All patients presented with antrochoanal polyps accompanied by epistaxis during the period from 2012 to 2022 were included in the study. Based on a detailed history, clinical examination, findings of nasal endoscopy, radiological examination (CT scan nose and paranasal sinuses), and intraoperative data. A histopathological examination for the polyp biopsy specimens was done for all patients presented with epistaxis.

Results

Over 10 years, among 94 patients with lesions that met the diagnostic criteria for antrochoanal polyp, 16 patients (17%) presented with recurrent ipsilateral epistaxis. All lesions were unilateral, 9 on the right side and 7 on the left side, with no affection of the contralateral sinonasal cavity. Clinical, radiological, and histopathological examinations showed a picture suggestive of an angiomatous antrochoanal polyp. Endoscopic sinus surgery under general anesthesia was performed and no recurrence was detected in the patients with angiomatous antrochoanal polyps.

Conclusion

It seems that epistaxis exclusively occurs in the angiomatous variety of the antrochoanal polyp. This polyp is not only a variation of the common antrochoanal polyp but rather a unique variety. The identification of the distinctive physical characteristics of an angiomatous antrochoanal polyp will aid in avoiding the incorrect diagnosis of a vascular tumor and the need for unnecessary surgery.
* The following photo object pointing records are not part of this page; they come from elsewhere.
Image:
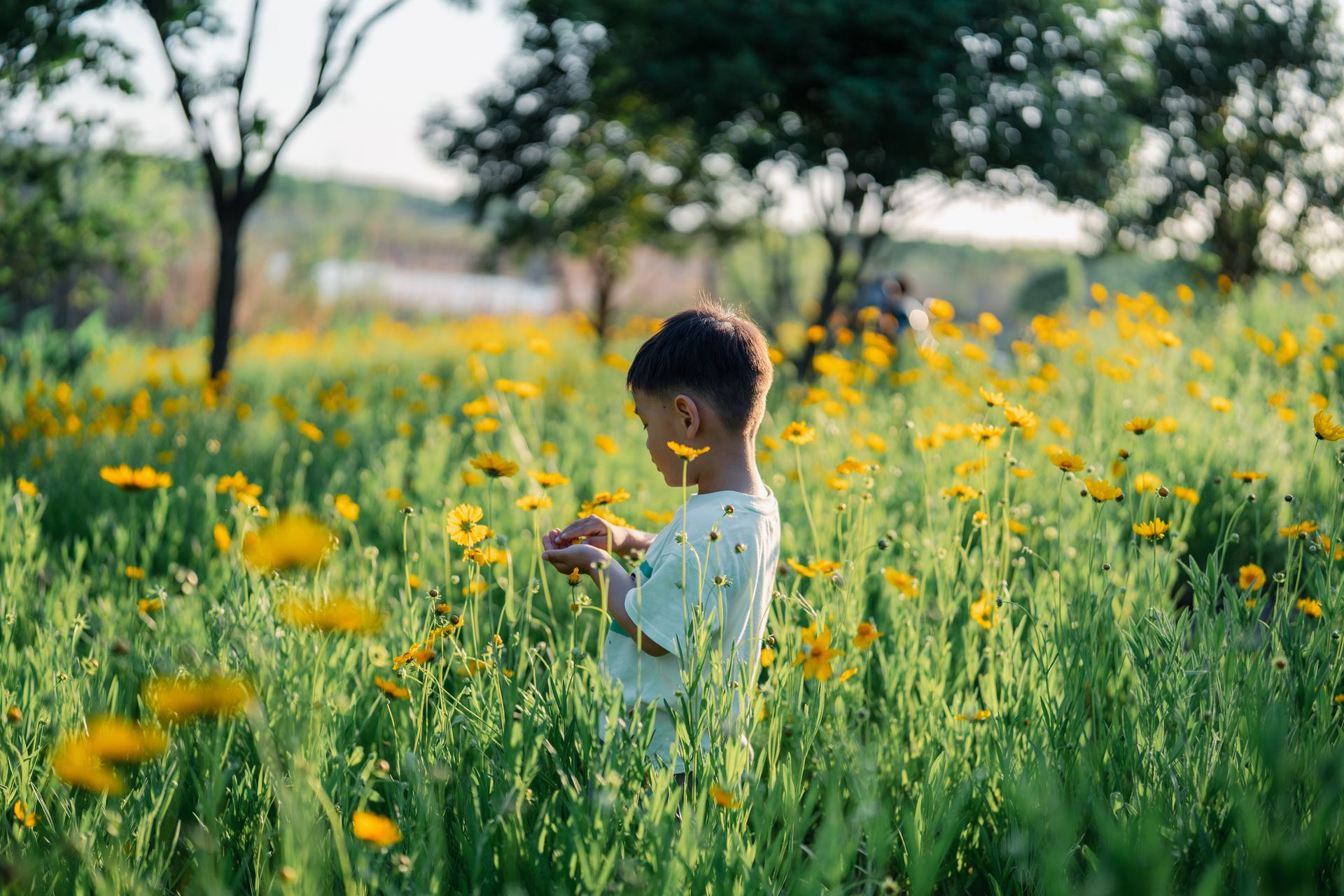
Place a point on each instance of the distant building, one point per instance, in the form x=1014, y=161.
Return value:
x=435, y=292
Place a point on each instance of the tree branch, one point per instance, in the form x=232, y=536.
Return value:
x=238, y=106
x=321, y=86
x=200, y=136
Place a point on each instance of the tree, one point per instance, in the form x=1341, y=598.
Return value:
x=237, y=187
x=59, y=242
x=1237, y=120
x=860, y=99
x=552, y=172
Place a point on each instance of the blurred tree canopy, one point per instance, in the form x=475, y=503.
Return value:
x=183, y=27
x=66, y=229
x=1237, y=128
x=549, y=174
x=1194, y=124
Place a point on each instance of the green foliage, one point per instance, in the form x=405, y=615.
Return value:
x=1128, y=746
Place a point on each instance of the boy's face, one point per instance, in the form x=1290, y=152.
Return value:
x=663, y=424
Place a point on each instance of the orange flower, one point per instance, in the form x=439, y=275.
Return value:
x=816, y=659
x=1102, y=491
x=375, y=830
x=130, y=480
x=866, y=634
x=686, y=451
x=391, y=690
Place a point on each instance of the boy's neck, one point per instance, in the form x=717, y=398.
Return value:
x=729, y=468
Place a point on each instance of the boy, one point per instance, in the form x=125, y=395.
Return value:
x=701, y=384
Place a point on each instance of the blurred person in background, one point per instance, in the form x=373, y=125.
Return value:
x=891, y=298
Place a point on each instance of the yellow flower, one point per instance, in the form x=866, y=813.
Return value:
x=1326, y=428
x=1147, y=482
x=799, y=433
x=342, y=615
x=488, y=555
x=866, y=634
x=464, y=524
x=986, y=434
x=983, y=612
x=346, y=507
x=979, y=716
x=961, y=492
x=391, y=690
x=1297, y=530
x=26, y=818
x=1066, y=461
x=1019, y=415
x=1102, y=491
x=902, y=582
x=493, y=465
x=686, y=451
x=140, y=480
x=816, y=659
x=375, y=830
x=1154, y=530
x=1186, y=495
x=547, y=480
x=417, y=654
x=850, y=466
x=724, y=798
x=185, y=699
x=296, y=540
x=1310, y=608
x=83, y=760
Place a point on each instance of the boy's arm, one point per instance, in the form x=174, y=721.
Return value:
x=606, y=571
x=598, y=532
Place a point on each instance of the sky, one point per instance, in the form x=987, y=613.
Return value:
x=428, y=54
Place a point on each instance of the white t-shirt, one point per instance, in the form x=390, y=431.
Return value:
x=734, y=609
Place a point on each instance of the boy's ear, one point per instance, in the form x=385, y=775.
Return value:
x=690, y=415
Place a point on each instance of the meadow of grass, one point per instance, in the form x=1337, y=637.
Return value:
x=1065, y=695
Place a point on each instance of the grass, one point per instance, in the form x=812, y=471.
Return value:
x=1062, y=704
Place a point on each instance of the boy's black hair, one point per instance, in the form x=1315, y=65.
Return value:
x=710, y=352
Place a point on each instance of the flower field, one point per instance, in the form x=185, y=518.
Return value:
x=1059, y=610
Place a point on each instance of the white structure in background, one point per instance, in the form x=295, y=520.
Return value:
x=433, y=290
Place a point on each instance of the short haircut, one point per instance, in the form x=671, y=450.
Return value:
x=710, y=352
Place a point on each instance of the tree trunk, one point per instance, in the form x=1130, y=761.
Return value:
x=604, y=281
x=1236, y=239
x=828, y=301
x=836, y=277
x=226, y=290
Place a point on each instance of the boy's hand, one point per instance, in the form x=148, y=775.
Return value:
x=575, y=556
x=593, y=530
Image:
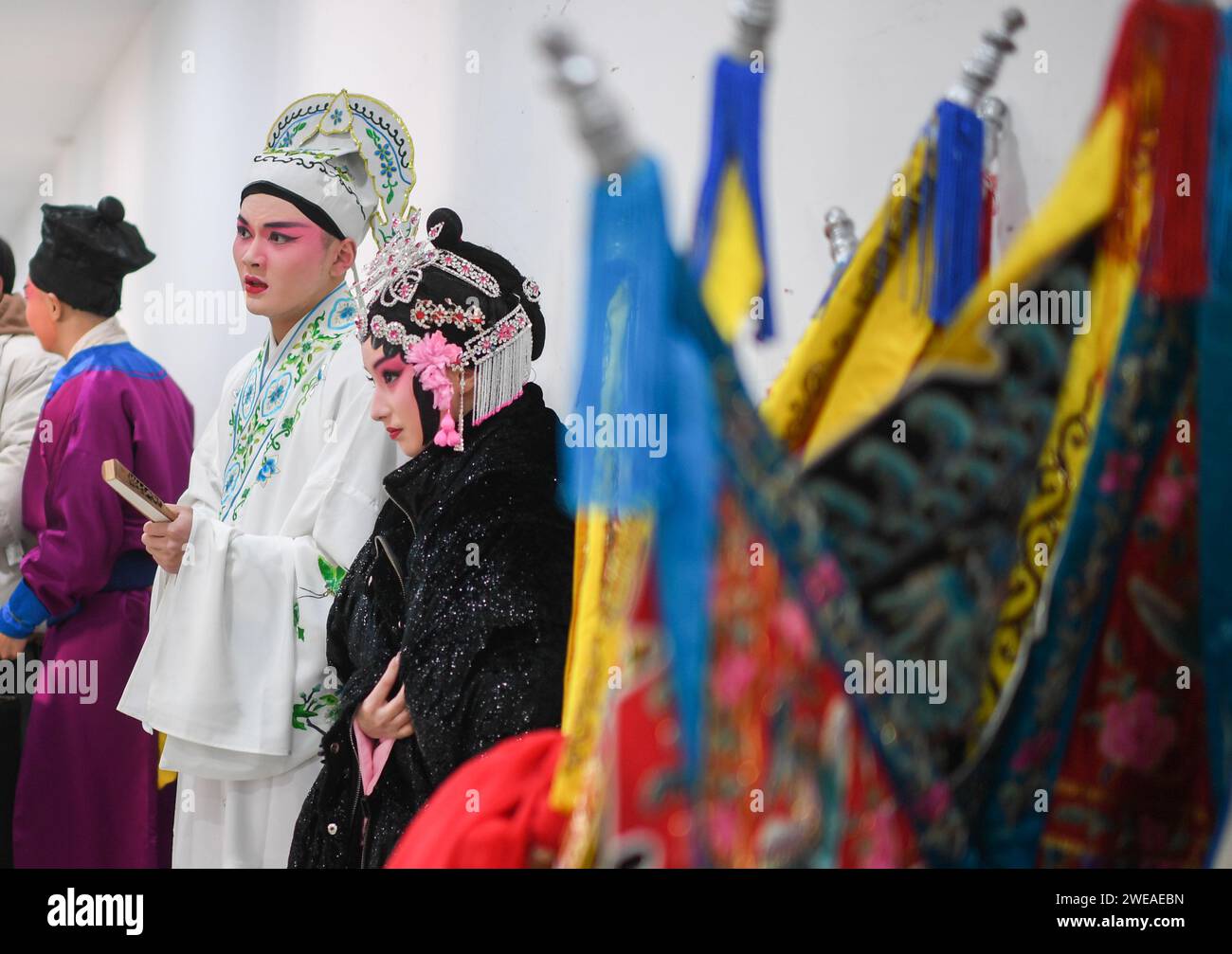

Sinochoanal polyps (SCPs) develop from the paranasal sinuses or the nasal cavity and reach the nasopharynx through the choana [1]. Antrochoanal polyps (ACP), which grow from the mucosa of the maxillary sinus and spread into the choana through the maxillary sinus ostium, are the most common type of sinochoanal polyps (SCPs) [2, 3].

A very uncommon variety of antrochoanal polyps is the benign, non-neoplastic lesion known as the angiomatous antrochoanal polyp (AACP) [4]. It also is known as an “angiectatic polyp,” and it is distinguished by significant vascular proliferation, angiectasis, and regions that are vulnerable to vascular compromise, leading to venous stasis, thrombosis, and infarction [5]. Only 4–5% of all sinonasal polyps (SNPs) are angiomatous nasal polyps (ANPs), which are extremely uncommon [6]. Nasal obstruction and epistaxis are the most typical manifestations of AACPs [7].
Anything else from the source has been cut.